Well, honestly I would discuss this with your husband, he may want out as well but is staying in for the kids, like most people do. But the kids see the anger, the resentment, they see this is how a "good marriage" is supposed to be? You both are doing more damage to your children's pysches by staying together. I have a co-worker confide in me, his parents did the same for him and his sister, they saw the issues, they "felt it" it still bothers him to this day, He never got married (he is 40) his sister refuses to get married to her "man" that she has 2 kids with. They are "damaged goods"

If you are not happy, then get out of it, talk it over with him and be civil about it, tell him you want him to find happiness, you want the kids to enjoy happiness, YOU want happiness.

Go find "happy" for all of you, resenting him due to this move is hurting you all.

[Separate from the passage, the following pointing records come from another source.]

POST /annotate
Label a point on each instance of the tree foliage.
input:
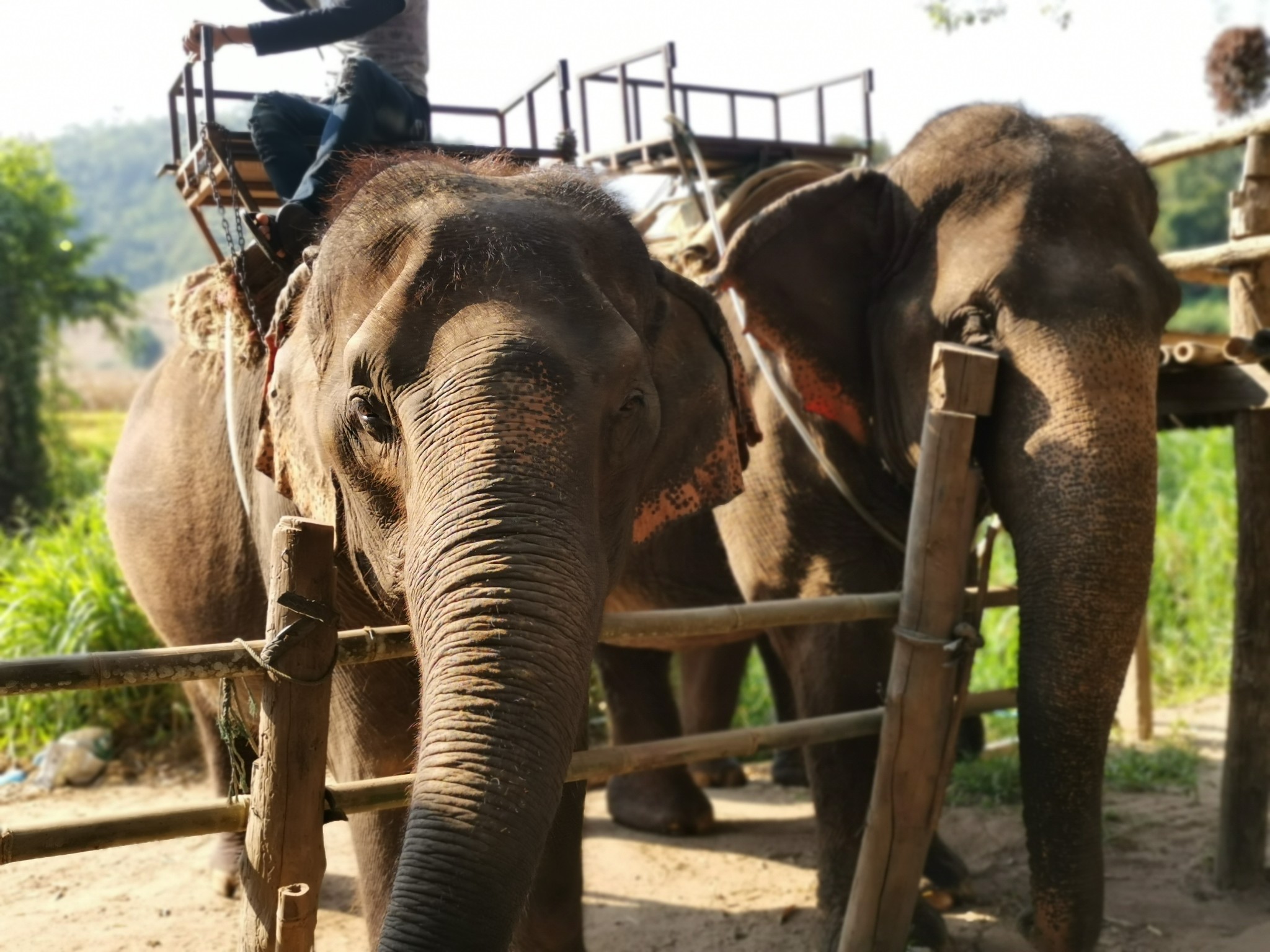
(148, 235)
(951, 15)
(43, 284)
(1237, 70)
(1194, 203)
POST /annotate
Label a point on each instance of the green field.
(61, 591)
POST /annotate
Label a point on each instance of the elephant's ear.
(807, 268)
(287, 443)
(708, 423)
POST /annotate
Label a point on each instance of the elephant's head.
(1029, 238)
(491, 390)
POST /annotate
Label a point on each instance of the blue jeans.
(370, 107)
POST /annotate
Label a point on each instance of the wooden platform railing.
(288, 803)
(1244, 266)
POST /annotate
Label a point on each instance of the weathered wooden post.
(298, 918)
(930, 671)
(1246, 772)
(283, 832)
(1135, 711)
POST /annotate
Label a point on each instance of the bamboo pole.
(929, 673)
(296, 918)
(665, 630)
(1184, 148)
(1135, 711)
(1199, 355)
(283, 829)
(1246, 771)
(64, 838)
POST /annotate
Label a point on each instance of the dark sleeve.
(304, 31)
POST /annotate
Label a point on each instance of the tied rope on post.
(681, 131)
(229, 723)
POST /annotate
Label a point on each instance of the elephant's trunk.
(1072, 470)
(505, 576)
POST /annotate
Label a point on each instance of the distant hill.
(148, 236)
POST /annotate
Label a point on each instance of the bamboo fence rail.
(660, 628)
(40, 840)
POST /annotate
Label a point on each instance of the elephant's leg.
(832, 673)
(642, 707)
(709, 685)
(373, 734)
(553, 915)
(789, 769)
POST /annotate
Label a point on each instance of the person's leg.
(370, 108)
(280, 126)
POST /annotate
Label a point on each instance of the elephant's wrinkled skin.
(489, 389)
(1032, 239)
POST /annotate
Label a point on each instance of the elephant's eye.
(371, 416)
(634, 402)
(973, 325)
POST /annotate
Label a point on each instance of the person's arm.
(303, 31)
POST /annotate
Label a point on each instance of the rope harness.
(762, 357)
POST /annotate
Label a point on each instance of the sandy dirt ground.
(751, 886)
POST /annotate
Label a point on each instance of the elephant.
(1029, 238)
(489, 389)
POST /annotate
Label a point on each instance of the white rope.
(763, 359)
(230, 421)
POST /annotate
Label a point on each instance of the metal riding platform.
(216, 167)
(726, 155)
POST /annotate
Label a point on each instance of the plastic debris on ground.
(76, 758)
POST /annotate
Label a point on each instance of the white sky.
(1135, 64)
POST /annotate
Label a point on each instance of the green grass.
(61, 592)
(1208, 314)
(1191, 609)
(1170, 765)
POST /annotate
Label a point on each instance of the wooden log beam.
(926, 691)
(64, 838)
(1241, 842)
(1213, 263)
(1185, 146)
(283, 829)
(665, 630)
(1213, 390)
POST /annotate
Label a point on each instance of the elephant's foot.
(721, 772)
(660, 801)
(946, 878)
(789, 769)
(929, 930)
(224, 863)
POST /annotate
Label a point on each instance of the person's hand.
(193, 40)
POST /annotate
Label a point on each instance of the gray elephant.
(998, 230)
(491, 390)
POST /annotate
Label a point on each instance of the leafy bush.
(63, 593)
(1191, 609)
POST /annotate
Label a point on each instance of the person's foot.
(283, 235)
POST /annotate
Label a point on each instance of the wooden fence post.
(298, 918)
(283, 831)
(928, 685)
(1246, 771)
(1135, 711)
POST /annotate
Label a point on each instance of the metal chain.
(236, 249)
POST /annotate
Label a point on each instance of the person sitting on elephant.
(380, 98)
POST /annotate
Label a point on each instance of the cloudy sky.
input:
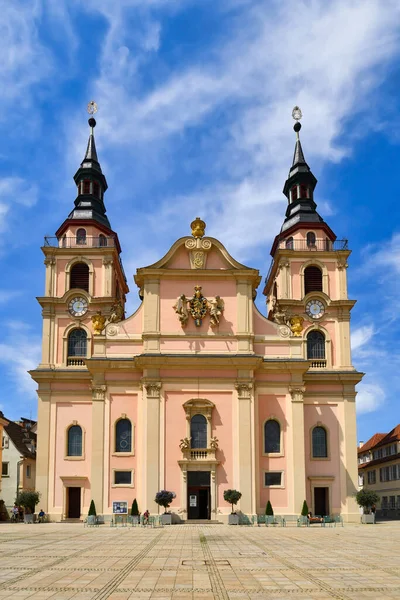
(195, 101)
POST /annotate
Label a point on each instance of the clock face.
(78, 306)
(315, 309)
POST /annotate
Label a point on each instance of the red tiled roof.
(392, 436)
(376, 438)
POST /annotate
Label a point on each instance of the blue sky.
(195, 100)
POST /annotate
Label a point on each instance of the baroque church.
(197, 392)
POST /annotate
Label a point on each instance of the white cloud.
(361, 336)
(370, 397)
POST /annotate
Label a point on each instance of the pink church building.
(196, 392)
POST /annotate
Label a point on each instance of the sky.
(195, 100)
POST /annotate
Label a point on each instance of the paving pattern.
(201, 562)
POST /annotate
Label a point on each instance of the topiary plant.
(366, 498)
(28, 500)
(269, 511)
(233, 497)
(164, 498)
(92, 510)
(134, 509)
(304, 510)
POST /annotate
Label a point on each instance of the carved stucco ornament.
(198, 247)
(198, 306)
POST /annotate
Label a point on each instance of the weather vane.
(296, 113)
(92, 107)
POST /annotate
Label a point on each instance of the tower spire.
(300, 184)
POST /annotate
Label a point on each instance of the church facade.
(197, 392)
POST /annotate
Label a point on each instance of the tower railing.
(96, 241)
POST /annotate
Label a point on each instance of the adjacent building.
(197, 391)
(379, 470)
(18, 459)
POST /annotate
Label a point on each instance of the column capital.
(244, 389)
(297, 392)
(153, 388)
(99, 392)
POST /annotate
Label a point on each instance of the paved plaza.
(63, 561)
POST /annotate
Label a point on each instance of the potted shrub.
(233, 497)
(28, 501)
(92, 514)
(164, 498)
(366, 499)
(135, 512)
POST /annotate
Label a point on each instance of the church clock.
(78, 306)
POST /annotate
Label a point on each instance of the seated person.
(41, 516)
(314, 519)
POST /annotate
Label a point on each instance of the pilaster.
(151, 441)
(97, 473)
(246, 469)
(296, 428)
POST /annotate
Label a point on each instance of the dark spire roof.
(300, 209)
(90, 206)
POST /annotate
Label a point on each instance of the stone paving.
(64, 561)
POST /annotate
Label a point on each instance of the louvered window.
(312, 279)
(315, 345)
(79, 277)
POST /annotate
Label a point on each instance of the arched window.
(303, 191)
(81, 236)
(310, 239)
(79, 277)
(319, 443)
(272, 436)
(315, 345)
(77, 343)
(123, 436)
(312, 279)
(198, 431)
(74, 441)
(289, 244)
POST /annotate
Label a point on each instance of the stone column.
(298, 483)
(244, 441)
(151, 458)
(43, 445)
(97, 464)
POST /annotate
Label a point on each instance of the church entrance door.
(74, 502)
(199, 496)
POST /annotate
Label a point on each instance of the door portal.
(199, 496)
(321, 501)
(74, 502)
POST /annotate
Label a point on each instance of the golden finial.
(198, 226)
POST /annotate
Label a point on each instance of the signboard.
(120, 508)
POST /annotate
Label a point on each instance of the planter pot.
(368, 519)
(166, 519)
(233, 519)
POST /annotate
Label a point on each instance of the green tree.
(304, 510)
(134, 509)
(366, 498)
(92, 510)
(232, 496)
(269, 511)
(28, 501)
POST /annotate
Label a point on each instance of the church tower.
(306, 285)
(85, 288)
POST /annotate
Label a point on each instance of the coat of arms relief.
(198, 307)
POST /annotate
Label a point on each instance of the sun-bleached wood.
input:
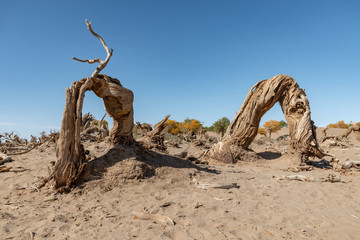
(260, 98)
(118, 103)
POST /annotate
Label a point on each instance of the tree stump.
(260, 98)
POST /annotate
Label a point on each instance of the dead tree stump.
(118, 103)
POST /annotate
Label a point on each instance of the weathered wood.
(118, 102)
(260, 98)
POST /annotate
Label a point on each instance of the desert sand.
(125, 196)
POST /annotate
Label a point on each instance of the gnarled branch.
(109, 52)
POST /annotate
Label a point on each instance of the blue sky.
(193, 59)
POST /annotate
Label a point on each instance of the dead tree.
(118, 103)
(260, 98)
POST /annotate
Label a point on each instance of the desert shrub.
(272, 126)
(221, 125)
(339, 124)
(173, 126)
(262, 131)
(191, 125)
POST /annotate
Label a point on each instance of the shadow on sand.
(145, 159)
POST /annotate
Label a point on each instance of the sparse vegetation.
(189, 125)
(220, 125)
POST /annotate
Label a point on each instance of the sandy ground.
(117, 189)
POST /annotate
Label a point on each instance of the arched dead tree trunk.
(260, 98)
(118, 102)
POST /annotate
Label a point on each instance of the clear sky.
(186, 58)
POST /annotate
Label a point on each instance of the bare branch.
(88, 60)
(109, 52)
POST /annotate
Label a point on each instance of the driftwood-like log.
(118, 102)
(260, 98)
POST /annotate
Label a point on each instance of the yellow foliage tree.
(191, 125)
(262, 131)
(104, 123)
(173, 126)
(272, 126)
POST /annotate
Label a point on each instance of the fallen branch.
(154, 217)
(6, 169)
(219, 186)
(330, 178)
(4, 158)
(350, 164)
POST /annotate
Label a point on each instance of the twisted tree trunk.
(118, 102)
(260, 98)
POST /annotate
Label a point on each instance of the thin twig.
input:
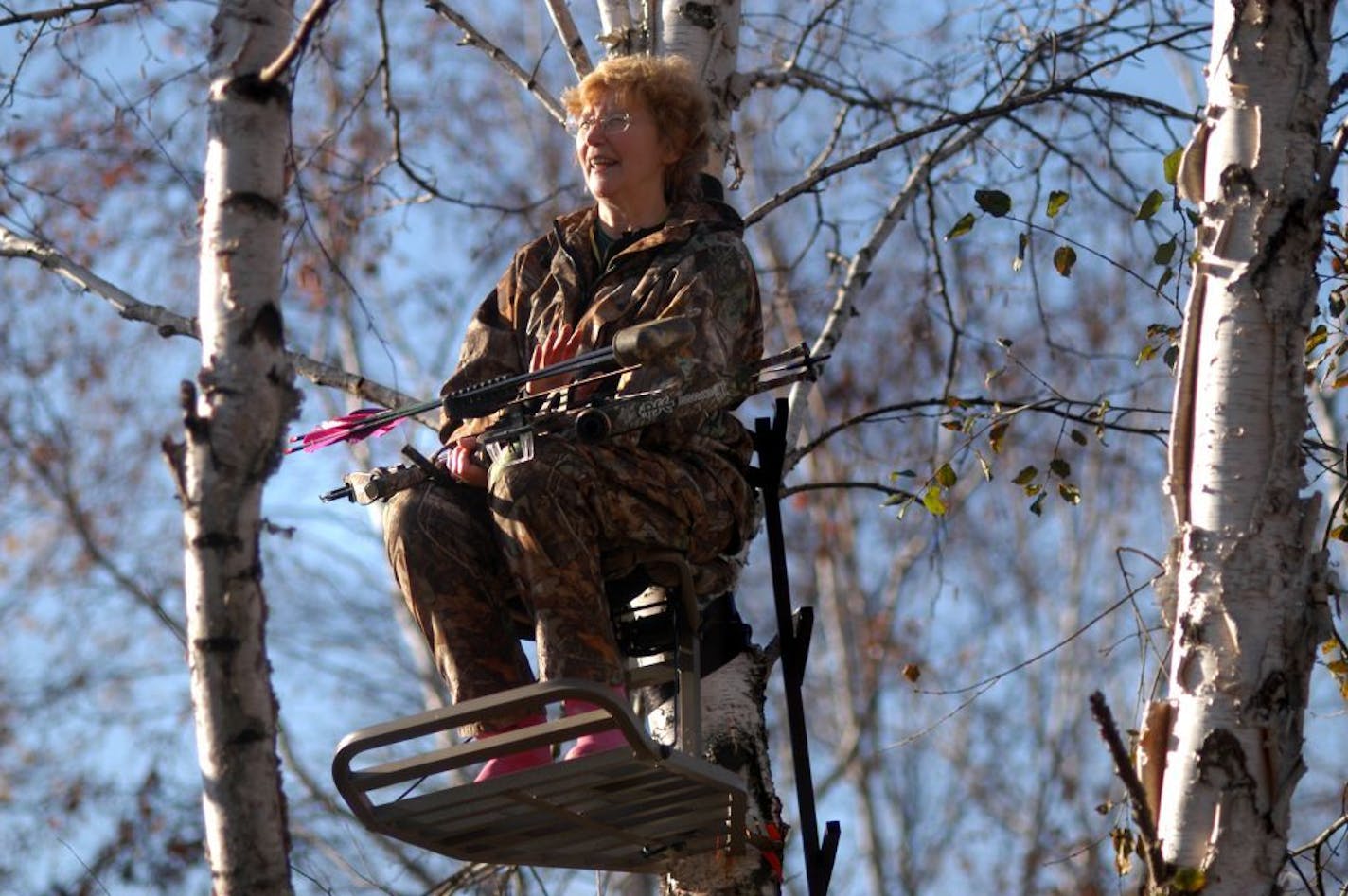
(306, 27)
(65, 12)
(472, 37)
(1150, 851)
(170, 324)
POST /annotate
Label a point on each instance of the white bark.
(1250, 597)
(232, 444)
(708, 35)
(735, 737)
(619, 34)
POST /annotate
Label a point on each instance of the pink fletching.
(352, 428)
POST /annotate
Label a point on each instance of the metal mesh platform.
(631, 810)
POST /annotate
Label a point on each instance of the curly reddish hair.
(678, 104)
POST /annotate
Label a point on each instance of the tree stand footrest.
(633, 809)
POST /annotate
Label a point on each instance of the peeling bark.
(234, 431)
(1250, 603)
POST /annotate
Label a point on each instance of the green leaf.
(1170, 165)
(1165, 253)
(933, 502)
(997, 435)
(947, 477)
(1150, 205)
(1317, 337)
(1189, 880)
(1338, 304)
(1064, 259)
(995, 202)
(1055, 201)
(962, 226)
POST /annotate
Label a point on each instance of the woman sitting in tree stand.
(531, 534)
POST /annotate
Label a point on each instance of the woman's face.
(622, 152)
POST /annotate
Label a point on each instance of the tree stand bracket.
(794, 636)
(631, 810)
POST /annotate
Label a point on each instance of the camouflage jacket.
(696, 264)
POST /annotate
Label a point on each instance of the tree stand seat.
(633, 809)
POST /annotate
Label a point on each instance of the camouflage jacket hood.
(695, 264)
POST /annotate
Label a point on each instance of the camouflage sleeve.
(493, 345)
(718, 288)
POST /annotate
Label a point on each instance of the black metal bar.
(794, 634)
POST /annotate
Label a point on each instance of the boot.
(600, 741)
(524, 759)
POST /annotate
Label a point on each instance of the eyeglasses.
(608, 124)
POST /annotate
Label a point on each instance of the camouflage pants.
(534, 539)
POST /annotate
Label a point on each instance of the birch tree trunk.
(734, 696)
(232, 445)
(1249, 598)
(708, 35)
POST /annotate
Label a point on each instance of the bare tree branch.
(565, 25)
(63, 12)
(983, 114)
(474, 38)
(170, 324)
(306, 27)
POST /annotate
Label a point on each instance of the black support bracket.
(794, 635)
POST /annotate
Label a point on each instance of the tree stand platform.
(633, 809)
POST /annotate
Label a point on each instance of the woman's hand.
(559, 345)
(461, 466)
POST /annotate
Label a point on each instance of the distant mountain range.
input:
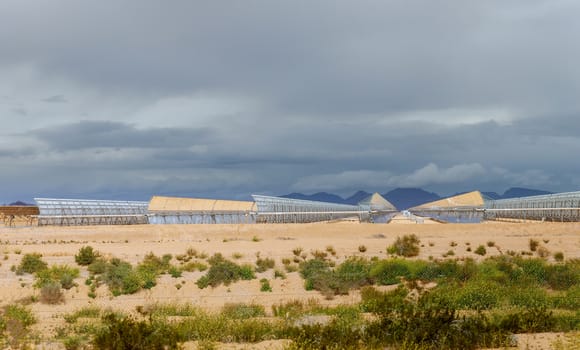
(405, 198)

He doesn't care anymore, becuase he "gave up" when you changed back, there are times where I have come close to "giving up" I would stay for the kids and go through the motions, but it would not be fair to all involved, especially myself. So I worked at it, I communicated my feelings.

Talk to him, work it out for all of you, find happiness for yourself, let him find happiness.

-self centered husband out!


----------



## ladybugd (Apr 6, 2009)

GAsoccerman, I said mean, not men. There are just as many mean women as men on the forum, if not more.

And our move was from East to West. From Ga, actually, to Alaska. We've been here 3 1/2 years now and I've gotten to go back and see my family twice. The kids and I went back in summer 2007 for a month and then I ended up having to go right back in December of 2007 for 4 days by myself to take care of a family emergency. That's it, I haven't been able to see them any other time since we've move and right now our finances are not at a point where it looks like I'll be able to go back again any time in the foreseeable future.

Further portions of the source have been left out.